Wednesday, October 29, 2008

What to do with those little scraps of yarn? Fiber fusion tutorial

I collect yarn because it’s beautiful, or unusual, or because I know it will work for a particular project. But what happens after you’ve made something and you have little pieces of yarn left over? I hate to throw anything away and so needed to come up with a creative way to use those nummy little bits of yarn.

I’m also an art quilter and a mixed media artist, so worked out a way use those little scraps to make free-motion felt.

Before we get to the tutorial, just a gentle reminder - this is an original tutorial, designed and written by myself. It's copyright and may not be copied or transferred without my direct permission.

Now that I've gotten that out of the way - let's get to the fun stuff!

I usually start with a piece of fabric that has heavyweight interfacing fused to the back. You can also use a heavyweight water-soluble stabilizer as well, if you want a lacier finished project. I’ve used a 100% cotton batik print for this project:
I’ve selected a blend of yarns and have pulled them apart to show the detail a little better:

There’s mohair, metallic yarns and a couple different types of novelty yarn in here. The next step is to spread them over the fabric until you like the arrangement. You can also add scraps of fabric, plastic, silk or roving - be creative! As long as it can go through a sewing machine and can be washed - you can use it.

Like how it looks? Good! We now have to pin a lightweight water-soluble stablizer to the top of the fabric/yarn sandwich:

It’s better to use too many pins than too few and have yarn falling out!

Before you begin, drop the feed dogs on your sewing machine and switch to a free-motion foot (if you have one)

I usually use a thread that matches the fabric in the bobbin and a contrast thread for the top. Play around with different colors and see how it changes the look of the piece.

Start stitching in loose circles or squiggles, we’re not trying to be really accurate, just to make sure the yarn is securely attached to the fabric. Pull out the pins as you work across the fabric, it can trash your machine if you sew over a pin! After you’ve covered the fabric uniformly, try using a different color thread. I’ve used three different threads for the sample project, and have used many more depending on the effect I want.
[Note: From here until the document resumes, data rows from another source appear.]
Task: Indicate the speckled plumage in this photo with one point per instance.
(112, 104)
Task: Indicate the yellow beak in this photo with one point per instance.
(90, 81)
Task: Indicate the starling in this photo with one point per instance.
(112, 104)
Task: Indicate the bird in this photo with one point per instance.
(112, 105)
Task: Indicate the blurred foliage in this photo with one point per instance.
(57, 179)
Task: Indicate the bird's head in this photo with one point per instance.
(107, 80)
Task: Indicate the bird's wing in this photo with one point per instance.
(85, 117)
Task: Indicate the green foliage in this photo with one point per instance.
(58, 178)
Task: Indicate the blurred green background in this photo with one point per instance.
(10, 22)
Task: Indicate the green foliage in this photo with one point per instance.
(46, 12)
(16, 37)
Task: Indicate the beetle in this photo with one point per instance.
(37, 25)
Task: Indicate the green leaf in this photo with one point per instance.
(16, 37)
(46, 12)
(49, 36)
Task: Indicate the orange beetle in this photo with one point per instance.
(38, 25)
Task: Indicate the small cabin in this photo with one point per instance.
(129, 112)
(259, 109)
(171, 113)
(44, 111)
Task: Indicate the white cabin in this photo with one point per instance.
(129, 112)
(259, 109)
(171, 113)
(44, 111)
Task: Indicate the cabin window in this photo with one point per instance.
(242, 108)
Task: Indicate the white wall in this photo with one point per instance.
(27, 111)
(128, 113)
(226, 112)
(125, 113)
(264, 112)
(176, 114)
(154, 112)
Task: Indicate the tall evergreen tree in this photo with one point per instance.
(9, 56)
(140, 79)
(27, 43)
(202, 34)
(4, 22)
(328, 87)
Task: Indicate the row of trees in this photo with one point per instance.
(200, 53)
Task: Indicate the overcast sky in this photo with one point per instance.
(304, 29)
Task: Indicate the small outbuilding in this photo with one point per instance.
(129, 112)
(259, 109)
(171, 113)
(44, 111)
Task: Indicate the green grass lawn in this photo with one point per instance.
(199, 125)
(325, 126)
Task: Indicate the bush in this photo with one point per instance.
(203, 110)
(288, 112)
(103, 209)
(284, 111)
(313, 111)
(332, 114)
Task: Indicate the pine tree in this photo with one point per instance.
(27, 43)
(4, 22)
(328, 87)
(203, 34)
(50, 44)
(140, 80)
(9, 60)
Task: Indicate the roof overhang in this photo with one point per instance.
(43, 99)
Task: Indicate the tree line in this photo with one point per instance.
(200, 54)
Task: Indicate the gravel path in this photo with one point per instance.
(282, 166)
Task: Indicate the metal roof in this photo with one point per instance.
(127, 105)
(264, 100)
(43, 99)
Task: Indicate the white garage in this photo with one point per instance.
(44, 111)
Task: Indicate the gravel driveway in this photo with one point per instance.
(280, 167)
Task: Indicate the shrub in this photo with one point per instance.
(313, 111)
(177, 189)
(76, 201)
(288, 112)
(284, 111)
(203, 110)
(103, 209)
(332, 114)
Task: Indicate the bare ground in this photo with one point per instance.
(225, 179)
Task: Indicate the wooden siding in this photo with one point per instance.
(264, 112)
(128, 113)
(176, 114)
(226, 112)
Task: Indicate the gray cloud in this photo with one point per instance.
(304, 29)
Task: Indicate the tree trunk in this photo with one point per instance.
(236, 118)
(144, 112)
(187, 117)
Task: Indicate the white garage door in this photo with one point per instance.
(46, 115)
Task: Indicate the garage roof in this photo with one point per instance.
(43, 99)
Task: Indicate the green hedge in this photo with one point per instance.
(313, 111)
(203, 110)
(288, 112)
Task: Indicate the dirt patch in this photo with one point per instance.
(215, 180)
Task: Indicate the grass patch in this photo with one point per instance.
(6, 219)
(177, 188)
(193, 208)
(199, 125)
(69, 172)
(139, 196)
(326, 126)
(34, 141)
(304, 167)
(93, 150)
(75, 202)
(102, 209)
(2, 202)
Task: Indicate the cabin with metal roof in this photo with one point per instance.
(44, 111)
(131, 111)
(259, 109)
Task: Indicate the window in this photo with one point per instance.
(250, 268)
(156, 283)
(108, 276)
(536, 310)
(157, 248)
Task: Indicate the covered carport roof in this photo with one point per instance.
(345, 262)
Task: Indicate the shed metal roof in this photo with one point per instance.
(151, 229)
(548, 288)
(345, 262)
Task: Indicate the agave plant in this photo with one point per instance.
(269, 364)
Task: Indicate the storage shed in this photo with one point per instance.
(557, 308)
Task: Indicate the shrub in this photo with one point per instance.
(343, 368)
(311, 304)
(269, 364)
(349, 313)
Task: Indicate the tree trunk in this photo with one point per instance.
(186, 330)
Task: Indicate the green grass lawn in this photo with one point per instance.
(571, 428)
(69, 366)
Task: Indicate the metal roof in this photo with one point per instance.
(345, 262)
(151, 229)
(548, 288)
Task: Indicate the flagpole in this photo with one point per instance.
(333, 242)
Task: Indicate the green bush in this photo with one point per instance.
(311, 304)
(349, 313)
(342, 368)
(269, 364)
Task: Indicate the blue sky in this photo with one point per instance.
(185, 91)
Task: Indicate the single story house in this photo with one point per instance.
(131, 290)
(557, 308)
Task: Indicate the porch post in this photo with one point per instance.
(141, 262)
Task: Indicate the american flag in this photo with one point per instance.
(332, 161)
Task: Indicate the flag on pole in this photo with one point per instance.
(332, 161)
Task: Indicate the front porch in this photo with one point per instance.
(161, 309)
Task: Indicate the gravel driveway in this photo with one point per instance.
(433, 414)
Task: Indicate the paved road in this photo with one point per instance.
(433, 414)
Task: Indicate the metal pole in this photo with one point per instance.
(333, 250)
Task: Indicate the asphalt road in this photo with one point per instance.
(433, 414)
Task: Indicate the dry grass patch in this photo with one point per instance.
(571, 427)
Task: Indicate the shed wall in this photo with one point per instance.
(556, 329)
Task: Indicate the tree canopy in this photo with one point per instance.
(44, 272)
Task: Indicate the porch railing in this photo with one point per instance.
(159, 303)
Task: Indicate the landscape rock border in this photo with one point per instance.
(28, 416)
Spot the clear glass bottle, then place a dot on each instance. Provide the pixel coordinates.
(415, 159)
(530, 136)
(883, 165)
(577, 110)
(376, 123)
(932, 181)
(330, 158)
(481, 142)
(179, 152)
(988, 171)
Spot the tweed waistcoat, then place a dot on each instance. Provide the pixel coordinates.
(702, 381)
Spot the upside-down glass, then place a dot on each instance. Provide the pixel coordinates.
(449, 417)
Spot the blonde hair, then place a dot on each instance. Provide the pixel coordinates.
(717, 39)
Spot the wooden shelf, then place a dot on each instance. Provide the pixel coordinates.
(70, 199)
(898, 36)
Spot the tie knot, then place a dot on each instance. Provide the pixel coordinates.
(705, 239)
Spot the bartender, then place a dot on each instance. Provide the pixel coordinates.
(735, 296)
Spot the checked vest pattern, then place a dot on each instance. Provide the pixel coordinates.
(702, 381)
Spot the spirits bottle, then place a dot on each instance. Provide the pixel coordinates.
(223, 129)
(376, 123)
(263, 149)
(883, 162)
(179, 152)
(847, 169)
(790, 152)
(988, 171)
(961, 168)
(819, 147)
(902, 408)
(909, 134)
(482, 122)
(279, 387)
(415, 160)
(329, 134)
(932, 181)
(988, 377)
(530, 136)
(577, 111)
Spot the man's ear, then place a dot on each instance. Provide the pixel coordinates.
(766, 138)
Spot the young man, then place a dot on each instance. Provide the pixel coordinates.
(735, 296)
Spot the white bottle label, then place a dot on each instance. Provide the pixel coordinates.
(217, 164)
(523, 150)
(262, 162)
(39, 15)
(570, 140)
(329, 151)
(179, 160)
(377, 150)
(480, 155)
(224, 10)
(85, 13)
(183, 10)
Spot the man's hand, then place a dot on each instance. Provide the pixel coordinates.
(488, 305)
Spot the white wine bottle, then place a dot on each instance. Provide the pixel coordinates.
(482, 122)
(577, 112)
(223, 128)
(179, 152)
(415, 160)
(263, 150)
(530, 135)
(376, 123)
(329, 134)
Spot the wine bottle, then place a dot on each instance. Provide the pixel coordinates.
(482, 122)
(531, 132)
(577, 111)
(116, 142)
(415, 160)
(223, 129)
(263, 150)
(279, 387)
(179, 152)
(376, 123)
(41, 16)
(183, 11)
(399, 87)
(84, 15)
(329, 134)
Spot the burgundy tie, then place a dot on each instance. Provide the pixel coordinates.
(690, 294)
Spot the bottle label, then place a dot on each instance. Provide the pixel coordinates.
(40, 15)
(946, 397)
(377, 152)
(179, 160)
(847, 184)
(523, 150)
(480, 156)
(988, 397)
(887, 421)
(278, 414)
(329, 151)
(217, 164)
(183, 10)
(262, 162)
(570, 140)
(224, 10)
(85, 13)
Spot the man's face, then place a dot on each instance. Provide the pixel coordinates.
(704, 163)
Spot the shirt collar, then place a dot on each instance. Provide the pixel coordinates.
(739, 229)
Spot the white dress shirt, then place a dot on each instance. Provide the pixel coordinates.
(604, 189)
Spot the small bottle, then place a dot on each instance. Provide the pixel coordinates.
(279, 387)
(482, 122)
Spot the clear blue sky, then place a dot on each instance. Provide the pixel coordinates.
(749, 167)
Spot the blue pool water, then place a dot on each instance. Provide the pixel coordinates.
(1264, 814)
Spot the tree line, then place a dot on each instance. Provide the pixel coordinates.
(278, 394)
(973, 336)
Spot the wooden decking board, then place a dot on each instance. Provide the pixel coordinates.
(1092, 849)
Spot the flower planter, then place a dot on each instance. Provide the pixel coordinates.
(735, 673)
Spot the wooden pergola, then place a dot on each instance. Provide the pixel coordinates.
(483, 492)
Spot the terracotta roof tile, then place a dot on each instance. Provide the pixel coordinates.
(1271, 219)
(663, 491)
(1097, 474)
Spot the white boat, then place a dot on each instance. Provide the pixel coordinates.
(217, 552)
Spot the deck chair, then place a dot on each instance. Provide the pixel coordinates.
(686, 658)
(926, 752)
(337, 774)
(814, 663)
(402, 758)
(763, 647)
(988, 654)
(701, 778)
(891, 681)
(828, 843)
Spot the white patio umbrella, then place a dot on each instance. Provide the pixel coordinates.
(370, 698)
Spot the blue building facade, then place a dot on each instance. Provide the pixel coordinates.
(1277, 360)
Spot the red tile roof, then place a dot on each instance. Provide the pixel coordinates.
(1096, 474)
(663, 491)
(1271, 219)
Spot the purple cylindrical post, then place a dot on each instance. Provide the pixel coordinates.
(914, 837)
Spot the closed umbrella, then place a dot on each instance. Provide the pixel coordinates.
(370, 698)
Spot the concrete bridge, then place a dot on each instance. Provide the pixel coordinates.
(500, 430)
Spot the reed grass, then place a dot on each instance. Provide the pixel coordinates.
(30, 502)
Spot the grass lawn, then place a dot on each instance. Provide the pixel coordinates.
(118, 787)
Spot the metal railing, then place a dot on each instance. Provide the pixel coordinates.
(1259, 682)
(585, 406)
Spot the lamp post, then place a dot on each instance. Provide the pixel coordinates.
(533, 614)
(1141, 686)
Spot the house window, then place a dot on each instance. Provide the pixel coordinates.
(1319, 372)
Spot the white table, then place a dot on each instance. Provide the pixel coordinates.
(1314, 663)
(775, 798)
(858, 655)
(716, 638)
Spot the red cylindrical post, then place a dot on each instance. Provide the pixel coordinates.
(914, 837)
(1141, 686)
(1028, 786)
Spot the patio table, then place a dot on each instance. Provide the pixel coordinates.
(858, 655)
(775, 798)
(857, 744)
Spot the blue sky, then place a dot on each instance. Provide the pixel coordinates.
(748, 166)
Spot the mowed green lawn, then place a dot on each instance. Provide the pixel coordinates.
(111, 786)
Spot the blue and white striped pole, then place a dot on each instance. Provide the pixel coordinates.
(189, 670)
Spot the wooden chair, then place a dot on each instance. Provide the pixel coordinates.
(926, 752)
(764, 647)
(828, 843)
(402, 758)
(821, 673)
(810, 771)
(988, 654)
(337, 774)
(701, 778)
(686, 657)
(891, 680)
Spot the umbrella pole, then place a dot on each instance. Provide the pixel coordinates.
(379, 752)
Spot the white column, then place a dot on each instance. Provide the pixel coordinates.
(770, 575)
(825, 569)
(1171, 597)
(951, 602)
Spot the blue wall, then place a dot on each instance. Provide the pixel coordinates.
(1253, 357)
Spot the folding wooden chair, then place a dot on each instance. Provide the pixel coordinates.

You can see how densely the fabric has been covered by stitches, it’s very important to do this, otherwise the yarn will just pull away from the fabric!

The next step is to wash out the water-soluble stabilizer using warm water (it’s not neccessary to use soap) Make sure the stabilizer is completely washed out. Place the fabric face down on a towel and use an iron, set to an appropriate temperature for your yarn & fabric, to dry & flatten the fabric:

Now it's time to embellish! I used a fine ribbon yarn in my bobbin to stitch the large flower, and silk sari yarn for the smaller flowers. The largest flower also has a metallic yarn in the middle of the petals. I couched the sari yarn using a zig-zag stitch:

I’m planning on using this piece on an art quilt, but you can use this same technique for clothes, jewelry, accessories… or anything you want! The sky is the limit for this technique, as long as it can go through a sewing machine and warm water, you can use it.

Here's the finished piece:

tutorial & all images are copyright C Findlay-Harder


  1. Nice tutorial, easy to follow. I have a large stash of yarns, and may need to give this a try. Thanks for sharing it.

  2. Thanks Chris - I'm glad you liked the tutorial :-)

  3. How peculiar, what a great idea, I have so many scraps and stuff in a big box, I'm going to try this sometime :-)

  4. How clever ... and pretty ... and you make it sound so easy. Thank you!